An apocalyptic event happens so subtly in Starfish that you almost don’t notice it. The reasons for that are probably more practical than artistic — it costs money to show widespread devastation — but it adds to the intrigue of this melancholy sci-fi drama, which can feel both realistic and dreamlike, even in the same scene.
It’s nearly a one-woman show, with Virginia Gardner starring as Aubrey, a young woman whose friend, Grace (Christina Masterson), has just died. Tipped off that Grace was working on something that only Aubrey would understand, she breaks into Grace’s apartment go find it, falls into a reverie of memories and dreams — she is haunted by a particular event involving a man named Edward (Eric Beecroft) — and discovers, when she wakes up in the morning, that there’s a foot of snow on the ground and the town seems deserted. Also, there might be a monster.
Aided by a man’s voice on a CB radio, Aubrey gradually learns that all of this is actually connected to Grace, who was part of a group of people working on capturing mysterious radio signals. While still grieving, and in order to undo the apocalyptic thing that happened, and despite uncertainty about what, exactly, the hell is going on, Aubrey has to find the clues Grace left behind on a series of cassette tapes. Each song inspires a vision (dream? hallucination?) that seems to draw on Aubrey’s real experiences without being quite real (one such vision is animated), teasing out hints about her past.
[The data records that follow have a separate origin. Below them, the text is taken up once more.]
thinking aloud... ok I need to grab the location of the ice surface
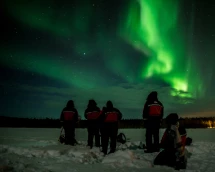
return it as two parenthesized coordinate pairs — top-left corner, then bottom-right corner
(0, 128), (215, 172)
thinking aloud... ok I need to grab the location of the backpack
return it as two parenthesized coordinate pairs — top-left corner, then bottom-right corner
(117, 133), (126, 144)
(58, 127), (65, 144)
(58, 127), (79, 145)
(186, 137), (192, 146)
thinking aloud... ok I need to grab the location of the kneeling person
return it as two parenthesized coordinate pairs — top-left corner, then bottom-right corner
(154, 113), (187, 170)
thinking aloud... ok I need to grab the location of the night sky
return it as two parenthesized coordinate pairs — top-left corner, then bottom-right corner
(1, 0), (215, 119)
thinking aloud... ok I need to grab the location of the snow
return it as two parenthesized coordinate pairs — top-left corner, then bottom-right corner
(0, 128), (215, 172)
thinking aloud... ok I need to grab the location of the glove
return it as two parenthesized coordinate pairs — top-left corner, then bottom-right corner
(171, 124), (179, 131)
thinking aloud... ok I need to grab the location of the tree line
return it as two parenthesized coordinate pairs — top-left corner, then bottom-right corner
(1, 116), (215, 128)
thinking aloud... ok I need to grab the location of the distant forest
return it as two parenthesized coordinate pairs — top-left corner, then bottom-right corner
(1, 116), (215, 128)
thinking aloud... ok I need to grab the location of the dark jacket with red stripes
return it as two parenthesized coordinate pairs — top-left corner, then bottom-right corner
(160, 126), (187, 153)
(60, 107), (79, 127)
(100, 107), (122, 128)
(84, 106), (101, 127)
(143, 100), (164, 127)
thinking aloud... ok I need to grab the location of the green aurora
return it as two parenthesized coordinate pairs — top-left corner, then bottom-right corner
(119, 0), (204, 98)
(1, 0), (204, 98)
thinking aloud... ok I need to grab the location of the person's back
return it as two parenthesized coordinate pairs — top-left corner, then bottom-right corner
(102, 101), (122, 126)
(85, 100), (101, 125)
(84, 100), (101, 148)
(143, 91), (163, 153)
(85, 107), (101, 120)
(60, 100), (79, 145)
(61, 100), (78, 125)
(143, 91), (163, 124)
(100, 101), (122, 155)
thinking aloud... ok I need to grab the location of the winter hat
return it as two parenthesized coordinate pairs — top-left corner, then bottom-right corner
(88, 99), (97, 108)
(106, 101), (113, 108)
(66, 100), (74, 108)
(166, 113), (179, 126)
(147, 91), (158, 101)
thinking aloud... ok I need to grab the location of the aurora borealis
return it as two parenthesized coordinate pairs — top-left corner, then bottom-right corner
(1, 0), (215, 119)
(120, 0), (203, 98)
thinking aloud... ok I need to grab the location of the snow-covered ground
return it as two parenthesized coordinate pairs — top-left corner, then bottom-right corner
(0, 128), (215, 172)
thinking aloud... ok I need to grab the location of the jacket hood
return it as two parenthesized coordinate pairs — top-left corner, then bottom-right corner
(106, 100), (113, 109)
(87, 99), (97, 108)
(66, 100), (74, 108)
(166, 113), (179, 126)
(147, 91), (158, 101)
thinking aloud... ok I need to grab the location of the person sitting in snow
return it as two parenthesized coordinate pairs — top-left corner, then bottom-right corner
(154, 113), (187, 170)
(142, 91), (164, 153)
(84, 99), (101, 149)
(60, 100), (79, 146)
(99, 101), (122, 155)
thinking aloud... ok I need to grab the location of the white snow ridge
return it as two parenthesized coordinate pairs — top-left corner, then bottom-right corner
(0, 128), (215, 172)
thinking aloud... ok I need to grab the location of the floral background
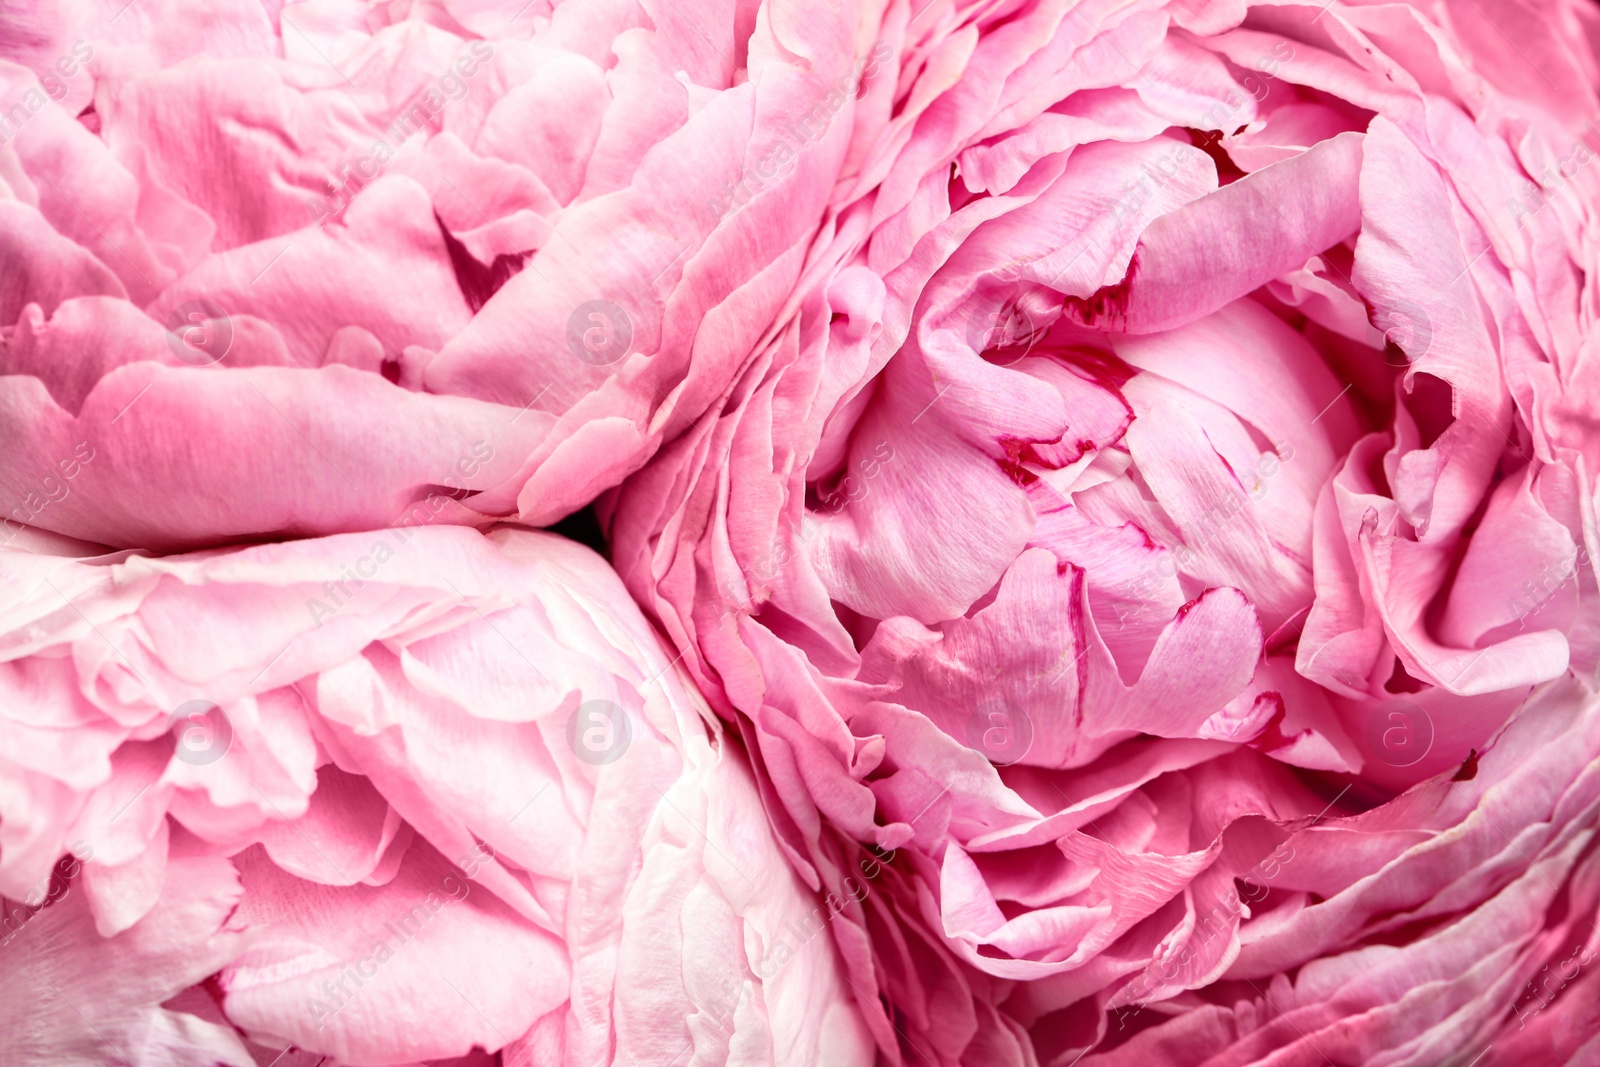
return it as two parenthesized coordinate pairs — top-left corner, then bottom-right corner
(1, 0), (1599, 1064)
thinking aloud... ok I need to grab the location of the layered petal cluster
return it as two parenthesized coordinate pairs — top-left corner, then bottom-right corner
(603, 0), (1600, 1060)
(0, 525), (875, 1066)
(1073, 677), (1600, 1066)
(0, 0), (882, 548)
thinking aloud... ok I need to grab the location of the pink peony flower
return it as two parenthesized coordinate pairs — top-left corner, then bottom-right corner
(1069, 677), (1600, 1066)
(0, 0), (882, 549)
(0, 525), (876, 1065)
(603, 0), (1600, 1060)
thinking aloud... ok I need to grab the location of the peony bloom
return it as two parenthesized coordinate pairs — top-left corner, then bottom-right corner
(604, 0), (1600, 1060)
(0, 524), (875, 1065)
(0, 0), (882, 549)
(1069, 677), (1600, 1066)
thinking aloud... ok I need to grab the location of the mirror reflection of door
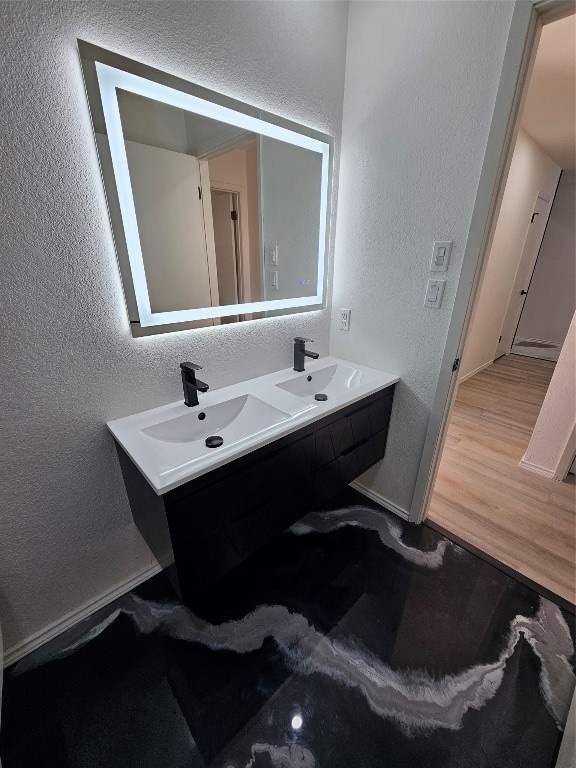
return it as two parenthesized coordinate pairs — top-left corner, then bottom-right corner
(211, 190), (241, 323)
(205, 138), (262, 315)
(125, 141), (216, 314)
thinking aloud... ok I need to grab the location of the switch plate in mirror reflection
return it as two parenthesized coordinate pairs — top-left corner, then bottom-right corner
(78, 40), (332, 336)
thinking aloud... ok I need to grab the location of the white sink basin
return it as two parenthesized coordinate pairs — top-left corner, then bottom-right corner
(143, 394), (290, 451)
(107, 356), (398, 494)
(276, 362), (382, 403)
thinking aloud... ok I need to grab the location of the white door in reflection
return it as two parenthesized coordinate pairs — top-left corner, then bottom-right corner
(211, 189), (241, 323)
(125, 141), (217, 314)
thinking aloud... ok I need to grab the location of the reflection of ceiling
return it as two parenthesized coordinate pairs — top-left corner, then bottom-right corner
(521, 14), (576, 169)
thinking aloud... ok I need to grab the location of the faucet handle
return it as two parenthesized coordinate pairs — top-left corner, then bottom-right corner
(294, 337), (314, 344)
(180, 361), (202, 373)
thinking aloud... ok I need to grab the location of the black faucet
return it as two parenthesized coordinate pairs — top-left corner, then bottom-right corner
(293, 337), (319, 372)
(180, 362), (209, 407)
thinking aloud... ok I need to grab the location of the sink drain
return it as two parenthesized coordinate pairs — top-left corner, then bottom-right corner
(205, 435), (223, 448)
(314, 393), (328, 402)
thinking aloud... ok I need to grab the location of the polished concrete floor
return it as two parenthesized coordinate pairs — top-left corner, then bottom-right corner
(429, 354), (576, 605)
(1, 488), (574, 768)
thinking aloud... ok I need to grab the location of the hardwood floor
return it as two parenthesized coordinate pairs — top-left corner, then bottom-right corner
(428, 354), (576, 606)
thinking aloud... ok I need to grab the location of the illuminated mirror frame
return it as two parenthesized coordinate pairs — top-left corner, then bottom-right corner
(79, 42), (331, 329)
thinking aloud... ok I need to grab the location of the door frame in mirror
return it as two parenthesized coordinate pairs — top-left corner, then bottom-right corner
(78, 41), (332, 331)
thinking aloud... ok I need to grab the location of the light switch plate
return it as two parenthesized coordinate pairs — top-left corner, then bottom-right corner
(267, 244), (278, 265)
(424, 278), (446, 308)
(430, 240), (452, 272)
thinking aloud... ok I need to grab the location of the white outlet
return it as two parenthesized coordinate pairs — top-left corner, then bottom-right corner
(339, 308), (351, 331)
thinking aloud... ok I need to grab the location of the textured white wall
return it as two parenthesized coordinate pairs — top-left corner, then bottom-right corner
(461, 129), (560, 378)
(0, 1), (348, 653)
(330, 0), (514, 514)
(517, 170), (576, 346)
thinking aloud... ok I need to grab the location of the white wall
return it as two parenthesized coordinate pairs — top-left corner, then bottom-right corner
(521, 313), (576, 478)
(0, 1), (348, 655)
(260, 137), (322, 300)
(516, 170), (576, 346)
(460, 129), (560, 378)
(330, 0), (515, 514)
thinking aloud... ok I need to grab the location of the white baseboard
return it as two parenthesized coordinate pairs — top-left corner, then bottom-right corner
(3, 562), (162, 667)
(349, 481), (410, 520)
(458, 359), (494, 383)
(518, 457), (556, 480)
(513, 336), (560, 348)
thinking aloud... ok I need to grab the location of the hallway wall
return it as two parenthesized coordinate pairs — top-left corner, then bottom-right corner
(460, 129), (560, 380)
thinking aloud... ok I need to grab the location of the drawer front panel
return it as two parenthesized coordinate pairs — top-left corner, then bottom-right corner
(369, 393), (393, 434)
(314, 425), (337, 468)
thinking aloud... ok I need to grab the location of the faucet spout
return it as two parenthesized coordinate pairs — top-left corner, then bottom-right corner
(293, 337), (319, 372)
(180, 362), (209, 407)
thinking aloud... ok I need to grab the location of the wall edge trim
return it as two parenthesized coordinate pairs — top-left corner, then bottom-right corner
(349, 481), (410, 520)
(458, 359), (495, 384)
(3, 562), (162, 667)
(518, 457), (556, 479)
(555, 423), (576, 481)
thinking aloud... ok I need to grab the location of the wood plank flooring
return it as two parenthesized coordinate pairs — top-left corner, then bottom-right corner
(428, 354), (576, 606)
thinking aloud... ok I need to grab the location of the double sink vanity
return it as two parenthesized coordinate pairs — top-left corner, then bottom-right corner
(109, 351), (398, 607)
(78, 41), (400, 608)
(80, 40), (399, 608)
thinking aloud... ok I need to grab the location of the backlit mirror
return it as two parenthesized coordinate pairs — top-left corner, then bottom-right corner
(78, 41), (332, 335)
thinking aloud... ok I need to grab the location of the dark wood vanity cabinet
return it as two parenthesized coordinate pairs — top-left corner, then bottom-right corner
(117, 385), (395, 606)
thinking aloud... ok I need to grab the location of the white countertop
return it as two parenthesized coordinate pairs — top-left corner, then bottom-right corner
(107, 356), (399, 495)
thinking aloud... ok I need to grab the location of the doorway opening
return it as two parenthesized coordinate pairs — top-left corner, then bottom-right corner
(210, 189), (243, 323)
(425, 10), (576, 606)
(510, 169), (575, 361)
(202, 136), (263, 324)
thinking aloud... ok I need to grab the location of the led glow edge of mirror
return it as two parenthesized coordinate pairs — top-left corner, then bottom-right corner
(94, 62), (329, 327)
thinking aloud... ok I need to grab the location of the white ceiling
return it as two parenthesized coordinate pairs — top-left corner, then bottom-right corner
(521, 14), (576, 169)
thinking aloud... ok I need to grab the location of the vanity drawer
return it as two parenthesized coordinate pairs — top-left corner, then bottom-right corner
(167, 432), (314, 543)
(313, 392), (390, 471)
(369, 392), (393, 434)
(314, 407), (368, 468)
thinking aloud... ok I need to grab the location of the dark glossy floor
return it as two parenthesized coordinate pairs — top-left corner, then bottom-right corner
(1, 488), (574, 768)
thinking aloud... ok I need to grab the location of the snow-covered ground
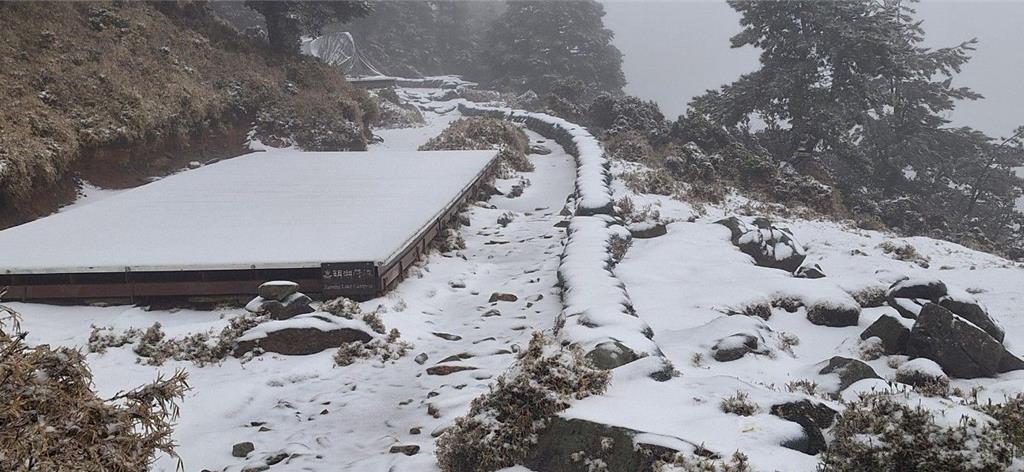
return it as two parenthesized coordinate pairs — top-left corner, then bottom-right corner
(556, 160), (1024, 471)
(9, 85), (1024, 472)
(10, 91), (576, 471)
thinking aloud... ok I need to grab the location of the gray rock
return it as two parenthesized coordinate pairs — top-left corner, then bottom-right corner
(488, 292), (518, 303)
(585, 340), (641, 370)
(806, 303), (860, 327)
(414, 353), (428, 365)
(245, 292), (314, 320)
(772, 400), (838, 455)
(389, 444), (420, 456)
(628, 222), (668, 239)
(887, 278), (947, 319)
(939, 295), (1004, 343)
(906, 303), (1023, 378)
(860, 314), (911, 354)
(234, 321), (372, 357)
(425, 364), (477, 376)
(794, 264), (826, 279)
(431, 332), (462, 341)
(232, 441), (254, 458)
(818, 356), (881, 391)
(715, 217), (806, 273)
(711, 333), (763, 362)
(529, 144), (552, 155)
(888, 278), (948, 302)
(525, 417), (684, 472)
(257, 281), (299, 301)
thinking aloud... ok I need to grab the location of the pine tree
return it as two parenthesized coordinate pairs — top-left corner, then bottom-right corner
(245, 1), (372, 55)
(481, 0), (624, 96)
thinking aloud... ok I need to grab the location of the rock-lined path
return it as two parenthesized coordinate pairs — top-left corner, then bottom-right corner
(12, 87), (577, 472)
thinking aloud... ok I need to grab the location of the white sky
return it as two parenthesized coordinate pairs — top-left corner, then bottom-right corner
(603, 0), (1024, 138)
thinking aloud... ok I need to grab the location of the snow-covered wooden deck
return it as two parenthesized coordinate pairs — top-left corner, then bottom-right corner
(0, 149), (498, 301)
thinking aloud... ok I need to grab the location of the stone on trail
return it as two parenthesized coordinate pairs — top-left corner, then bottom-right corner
(232, 442), (255, 458)
(257, 280), (299, 301)
(389, 444), (420, 456)
(426, 364), (478, 376)
(431, 332), (462, 341)
(489, 292), (519, 303)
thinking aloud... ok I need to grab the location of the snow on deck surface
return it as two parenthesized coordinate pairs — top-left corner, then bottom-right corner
(0, 149), (496, 274)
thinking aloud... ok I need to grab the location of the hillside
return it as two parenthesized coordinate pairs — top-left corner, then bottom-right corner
(0, 1), (375, 227)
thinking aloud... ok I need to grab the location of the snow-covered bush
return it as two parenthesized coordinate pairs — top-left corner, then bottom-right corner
(253, 91), (372, 151)
(822, 393), (1016, 471)
(436, 332), (610, 472)
(719, 391), (758, 416)
(655, 451), (752, 472)
(0, 300), (189, 471)
(605, 130), (654, 163)
(419, 117), (533, 172)
(878, 240), (930, 267)
(622, 168), (678, 196)
(322, 297), (385, 334)
(90, 313), (266, 366)
(372, 88), (425, 129)
(333, 328), (411, 366)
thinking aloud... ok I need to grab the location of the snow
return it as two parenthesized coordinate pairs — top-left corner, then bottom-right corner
(0, 149), (496, 274)
(10, 87), (579, 471)
(897, 357), (946, 379)
(8, 82), (1024, 471)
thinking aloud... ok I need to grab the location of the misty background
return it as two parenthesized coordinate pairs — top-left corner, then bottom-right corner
(603, 0), (1024, 139)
It is frustrating that the film’s cryptic, elliptical nature results in some seemingly relevant things never being explained, but first-time writer-director A.T. White surrounds his intriguing plot with a moody atmosphere and effortlessly cool indie-rock soundtrack to sustain it. (White also composed the evocative musical score.) The strong central performance by Gardner — the only person onscreen most of the time — is another key, giving us intimate access to Aubrey’s thoughts and emotions as reality vaguely falls apart around her.